- Examples Introduction
- Processing A Single / Multiple Document (PDF)
- Using Images Instead of Documents
- JSON / HTML Export
- JSON Format
- Loading Layouts From JSON
- Output Directory Structure
- Enabling Table Extraction
- Using JSON for Further Analysis
In this document all the pipeline's functionalities are explained with code examples. If the main example didn't fulfil your document analysis wishes, then this guide should solve that!
Processing a single or multiple documents is probably the most common use case of this pipeline. That's why we decided to use this as the main example main.py. We recommend you to first take a look at the main.py file to get an idea of the workflow because every example below builds from this source code.
First make sure that you set the device to either 'cpu' or 'cuda', depending on your hardware setup and PyTorch installation.
device='cuda', # change to cpu if you don't have CUDA enabled GPU
The first ~33 lines initialize the layout detection model.
Then the languages used in the document(s) you're working with are specified. Note that every language you specify should be in your language pack (tessdata) folder or installed as specified in the installation guide. If you're working with documents in written in different languages, you probably want to enable the language detection when creating a Document object instance as we did in the example. We recommend that you also add a list of language codes to help the language prediction if you know the languages used in your documents.
lang = "deu"
langs = ["eng", "fra", "deu"]
Next, you can either choose to process a single or multiple documents. If you want to process a single document, just uncomment the following line.
# process single pdf
filenames = ["example.pdf"]
And comment out the line after that.
# process multiple pdfs
#filenames = os.listdir(source_dir)
To process multiple documents you can just leave the main.py file as is, or do the above procedure vice-versa.
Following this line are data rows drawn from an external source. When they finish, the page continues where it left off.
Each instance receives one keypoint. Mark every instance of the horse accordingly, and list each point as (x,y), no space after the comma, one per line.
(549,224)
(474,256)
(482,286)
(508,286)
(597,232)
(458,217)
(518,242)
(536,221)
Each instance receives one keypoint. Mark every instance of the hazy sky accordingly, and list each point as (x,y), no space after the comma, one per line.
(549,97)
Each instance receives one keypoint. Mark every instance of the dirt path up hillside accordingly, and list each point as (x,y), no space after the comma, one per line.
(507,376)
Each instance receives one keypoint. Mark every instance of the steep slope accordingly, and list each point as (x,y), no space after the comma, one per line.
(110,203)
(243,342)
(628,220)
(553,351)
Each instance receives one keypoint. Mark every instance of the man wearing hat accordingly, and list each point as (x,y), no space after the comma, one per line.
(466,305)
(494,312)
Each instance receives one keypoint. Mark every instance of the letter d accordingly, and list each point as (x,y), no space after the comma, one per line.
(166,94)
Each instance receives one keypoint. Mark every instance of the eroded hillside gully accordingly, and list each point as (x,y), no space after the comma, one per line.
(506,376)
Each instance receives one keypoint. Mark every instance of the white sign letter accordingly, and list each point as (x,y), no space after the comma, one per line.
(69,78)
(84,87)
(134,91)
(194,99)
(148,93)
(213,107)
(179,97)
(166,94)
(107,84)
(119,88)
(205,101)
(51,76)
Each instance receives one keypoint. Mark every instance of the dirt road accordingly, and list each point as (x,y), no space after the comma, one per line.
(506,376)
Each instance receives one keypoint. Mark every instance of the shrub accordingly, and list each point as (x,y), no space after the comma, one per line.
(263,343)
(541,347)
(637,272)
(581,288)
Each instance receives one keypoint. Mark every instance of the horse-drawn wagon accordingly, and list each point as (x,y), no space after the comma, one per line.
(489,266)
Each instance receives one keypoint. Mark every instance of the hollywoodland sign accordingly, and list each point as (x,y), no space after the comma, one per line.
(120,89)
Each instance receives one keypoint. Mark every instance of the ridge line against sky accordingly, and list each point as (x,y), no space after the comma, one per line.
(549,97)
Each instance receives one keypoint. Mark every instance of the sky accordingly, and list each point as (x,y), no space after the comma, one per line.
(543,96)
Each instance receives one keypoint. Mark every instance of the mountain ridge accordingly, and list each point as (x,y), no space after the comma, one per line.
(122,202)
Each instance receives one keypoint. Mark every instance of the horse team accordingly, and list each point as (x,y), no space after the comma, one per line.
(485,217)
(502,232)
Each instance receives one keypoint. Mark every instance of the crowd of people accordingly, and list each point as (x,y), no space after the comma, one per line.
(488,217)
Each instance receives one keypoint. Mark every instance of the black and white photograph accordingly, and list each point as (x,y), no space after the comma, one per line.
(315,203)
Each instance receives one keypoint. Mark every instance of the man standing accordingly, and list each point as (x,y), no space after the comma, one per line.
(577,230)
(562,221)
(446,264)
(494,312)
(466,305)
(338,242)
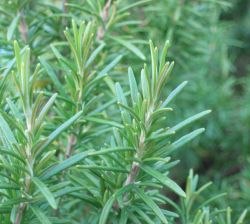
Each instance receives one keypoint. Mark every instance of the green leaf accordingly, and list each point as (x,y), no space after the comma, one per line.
(77,158)
(173,94)
(6,133)
(145,85)
(52,75)
(103,121)
(131,47)
(43,219)
(108,205)
(150,203)
(60,129)
(133,86)
(110,66)
(45,110)
(106,209)
(184,139)
(12,27)
(45,191)
(190,120)
(93,56)
(164,180)
(242,217)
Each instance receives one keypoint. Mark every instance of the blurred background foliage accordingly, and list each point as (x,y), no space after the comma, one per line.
(210,47)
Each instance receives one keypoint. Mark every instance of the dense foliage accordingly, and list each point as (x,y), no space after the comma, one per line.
(97,124)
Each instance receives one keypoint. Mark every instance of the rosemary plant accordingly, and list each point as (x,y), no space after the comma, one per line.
(88,137)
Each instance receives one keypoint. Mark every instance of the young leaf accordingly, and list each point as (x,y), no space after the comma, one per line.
(45,191)
(60,129)
(133,86)
(190,120)
(42,218)
(164,180)
(174,93)
(150,203)
(12,27)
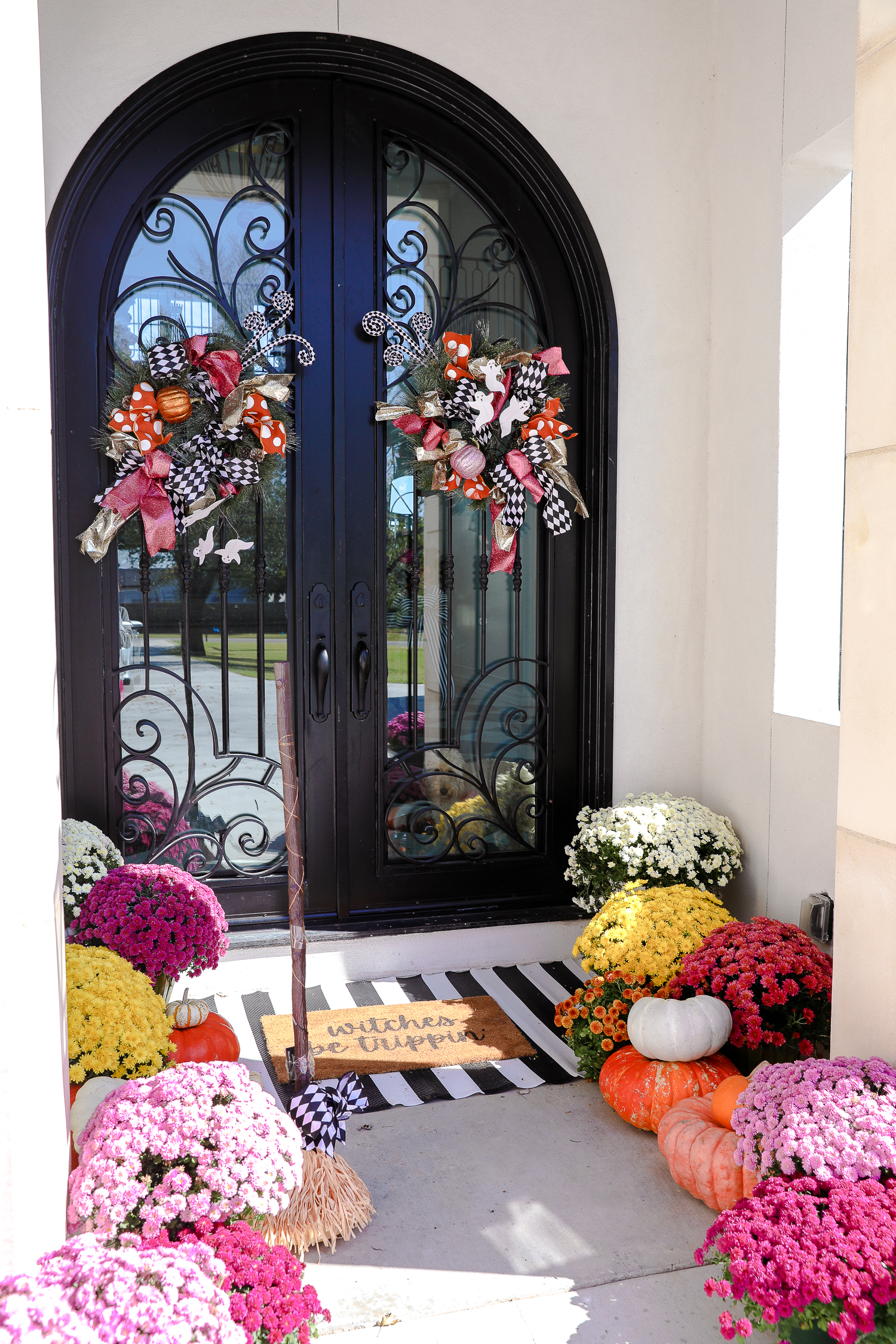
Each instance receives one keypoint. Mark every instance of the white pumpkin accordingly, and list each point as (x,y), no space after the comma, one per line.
(187,1012)
(679,1029)
(89,1097)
Lastly, we loop over the given document paths, create a Document object instance, and run certain pipeline operations.
for filename in filenames:
doc_path = source_dir + filename
doc = Document(
doc_path,
predictor=predictor,
metadata=metadata,
lang=lang,
lang_detect=True,
langs=langs
)
# extract & export layouts
doc.doc_to_images()
doc.extract_layouts(visualize=True, segment_sections=True)
doc.order_layouts()
doc.save_layouts_as_json()
doc.save_layouts_as_html()
When working with documents (e.g., PDF), the document's pages first need to be converted to images. For this we use the 'doc_to_images' method. Is your document already in image format? No worries, we got you covered in the next section.
doc.doc_to_images()
After obtaining the image representation of our document, the layout can be extracted using the 'extract_layouts' method. There are two parameters which you can set, namely, 'visualize' and 'segment_sections'. Setting 'visualize' to True will save the layout detection visualizations. The image below should give you an idea of what this could like.
The second parameter, segment_sections, will try to predict which document objects belong to which section or chapter of your document (e.g., Introduction or Table of Contents). After exporting the results as HTML you'll be able to evaluate the section segmentation predictions.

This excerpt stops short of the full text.